Introduction
Joshua Neil will provide an overview of anomaly detection for enterprise cyber defence at scale with real world examples and Cole Sodja will dive in to specific statistical issues at a more technical level.
About the event
Talk One: Joshua Neil, Microsoft
Microsoft Defender Advanced Threat Protection is a suite of tools for enterprise defense.
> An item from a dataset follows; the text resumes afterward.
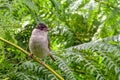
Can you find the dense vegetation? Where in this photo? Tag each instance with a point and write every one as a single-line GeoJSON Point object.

In particular, the Endpoint Detection and Response research team uses telemetry gathered from enterprise networked computers, in near real time, to design detection methods. These methods are running in Azure, and reporting alerts to our customers, who are typically security operations personnel. While the detection techniques vary, a majority of detections are based upon data driven methods, including both supervised and unsupervised learning. For post breach applications, where the attacker has already penetrated the enterprise perimeter, we have very few labels and the attacker has many options, motivating an unsupervised approach. As our product monitors millions of endpoints, scale is of the essence.
In this talk, Joshua will present a modular, scalable system for streaming anomaly detection for enterprise cyber security, along with some real user stories of such detections.
Talk Two: Cole Sodja, Microsoft
In support of Microsoft Defender Advanced Threat Protection, there is a need to monitor scores from billions of anomaly detectors running on disparate multidimensional data sources that are modeling an unknown process with complex spatial and temporal dynamic. Not accounting for how well calibrated the scores are results in suboptimal accuracy when combining and thresholding. Furthermore, it is not scalable to have subject matter experts continue to review and fix detectors. An automated statistical diagnostics system or meta-process that infers how to weight anomaly scores based on probabilistic inference of the accuracy of each detector would bridge this gap.
This talk will propose a methodology for measuring probabilistic calibration and updating scores dynamically and conditionally incorporating this feedback by learning adaptive mixtures of functional inflated beta-binomial models. An application for identifying and updating scores for cyber indicators of attack will also be shared.
The Alan Turing Institute is located on the first floor (right hand side) of the British Library and can be accessed via the main doors from 09:30 onward. Please allow 15 minutes for queuing when planning your journey.